Other research on rats has suggested that synthetic torpor can be induced through the injection of adenosine agonist such as 5′-Adenosine monophosphate (5′-AMP), which activates central adenosine (A1) receptors (A1ARs) (Tupone et al., 2013; Iliff and Swoap, 2012; Shimaoka et al., 2018; Jinka et al., 2011), a pharmacological intervention effective also on mice (Ghosh et al., 2017; Silvani et al., 2018). Activation of A1ARs in rats led to a torpor-like state and reduced body temperature, possibly associated with the inhibition of brown adipose tissue (Tupone et al., 2013). Moreover, 5′-AMP has shown to protect both mice and rats against total body irradiation (TBI) from X-rays and has also found on rats following TBI with heavy ions (Ghosh et al., 2017; Puspitasari et al., 2022; Tinganelli et al., 2019). While radiation resistance seems to be present in both natural and synthetic torpor, other physiological functions, such as mitochondrial function have been shown to differ (Sgarbi et al., 2022).
Another promising approach to induce a torpor-like state is through remote transcranial ultrasound stimulation targeted at the hypothalamic preoptic area (POA).
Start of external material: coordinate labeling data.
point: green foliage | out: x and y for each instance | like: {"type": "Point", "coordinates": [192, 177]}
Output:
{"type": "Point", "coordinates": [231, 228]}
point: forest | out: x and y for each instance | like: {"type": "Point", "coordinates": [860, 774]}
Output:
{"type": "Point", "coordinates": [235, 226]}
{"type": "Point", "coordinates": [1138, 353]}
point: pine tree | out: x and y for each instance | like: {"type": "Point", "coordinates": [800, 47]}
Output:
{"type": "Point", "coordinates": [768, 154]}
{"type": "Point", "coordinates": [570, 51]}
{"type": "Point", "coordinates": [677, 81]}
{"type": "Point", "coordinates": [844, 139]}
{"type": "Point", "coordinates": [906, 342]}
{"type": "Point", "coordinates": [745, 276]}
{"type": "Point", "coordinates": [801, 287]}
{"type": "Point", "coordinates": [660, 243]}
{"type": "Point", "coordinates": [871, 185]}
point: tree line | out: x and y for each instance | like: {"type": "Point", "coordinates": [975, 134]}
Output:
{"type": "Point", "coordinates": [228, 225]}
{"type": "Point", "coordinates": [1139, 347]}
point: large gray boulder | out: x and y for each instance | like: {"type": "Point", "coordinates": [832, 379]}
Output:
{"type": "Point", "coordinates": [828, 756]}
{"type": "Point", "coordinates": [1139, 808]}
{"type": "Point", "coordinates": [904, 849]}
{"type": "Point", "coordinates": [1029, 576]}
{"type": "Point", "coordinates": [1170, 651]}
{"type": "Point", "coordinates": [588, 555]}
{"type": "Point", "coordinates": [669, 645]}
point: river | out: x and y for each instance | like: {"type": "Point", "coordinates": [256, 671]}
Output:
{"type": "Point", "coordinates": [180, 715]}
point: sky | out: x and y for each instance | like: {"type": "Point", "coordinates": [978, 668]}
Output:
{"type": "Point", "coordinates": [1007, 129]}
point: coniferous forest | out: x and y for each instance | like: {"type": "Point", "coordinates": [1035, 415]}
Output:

This noninvasive, precise, and safe method achieves a long-lasting (
4 Applications and technological challenges
The induction of torpor in animals offers potential benefits, as demonstrated by Weissman et al., who provided proof-of-concept evidence for its benefits in long-duration space missions (Weissman et al., 2024). Torpor induces a hypothermic, hypoactive, and hypo-metabolic state that activates multiple biological countermeasures to the conditions encountered in space missions (Choukér et al., 2021; Pavez et al., 2021; Cerri, 2017). Nevertheless, translating this to humans presents significant challenges (Griko and Regan, 2018). Some studies and technologies already exist for implementing hypothermia in cardiac arrest patients, such as in the study referenced (Dankiewicz et al., 2021). However, the process of inducing hypothermia differs from torpor, which not only requires hypothermia but also coordination with other physiological processes and functions (Geiser et al., 2014). Moreover, these studies focus specifically on patients who have experienced cardiac arrest and not on healthy subject.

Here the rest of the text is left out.